Sur 11930 dossiers 6510 familles de terroristes ont bénéficié de ces mesures qui s’inscrivent dans le cadre de la politique de réconciliation nationale. On ne sait pas quels sont les critères retenus pour bénéficier de ce pactole.

 

D’autre part, 8970 dossiers de travailleurs licenciés abusivement pour leur appartenance ou sympathie au FIS, ont été présentés à la commission de dédommagement. Finalement, 4800 dossiers ont été retenus et reconnus comme étant des salariés victimes réellement de l’arbitraire de l’administration. Les autres se sont avérés de simples opportunistes qui voulaient profiter d’une situation à laquelle ils étaient étrangers.

 

Un grand nombre des personnes dédommagées a atteint l’âge de la retraite.
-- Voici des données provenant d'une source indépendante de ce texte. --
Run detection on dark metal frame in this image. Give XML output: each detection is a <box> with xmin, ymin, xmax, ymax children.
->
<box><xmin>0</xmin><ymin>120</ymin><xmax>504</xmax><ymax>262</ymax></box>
Pour cette raison, il a été versé la somme de 200 milliards à la caisse nationale de sécurité sociale pour faire bénéficier cette catégorie de salariés licenciés, d’une retraite normale.

 

Enfin, une troisième catégorie de salariés notamment des fonctionnaires et anciens militaires qui occupaient des postes sensibles et ne pouvant les réintégrer, il leur a été alloué une somme de 100 milliards de centimes qui sera répartie sou forme d’allocation mensuelle.

 

Quant à ceux qui se sont opposé au régime en dénonçant et le pouvoir maffieux des généraux Khaled Nezzar et Lamari Mohamed ainsi que leurs alliés AIS et GIA, ils ne sont pas concernés par les mesures de réconciliation nationale. Ils n’ont pas porté d’armes et ils n’ont pas tué des innocents l’état algérien ne voit pas la nécessite de les dédommager bien qu’ils ont quitté leur emploi et parfois contraint à l’exil après avoir subi les menaces des groupes armés et le harcèlement du pouvoir.

 

Une preuve de plus que les groupes armés étaient les alliés du pouvoir des généraux.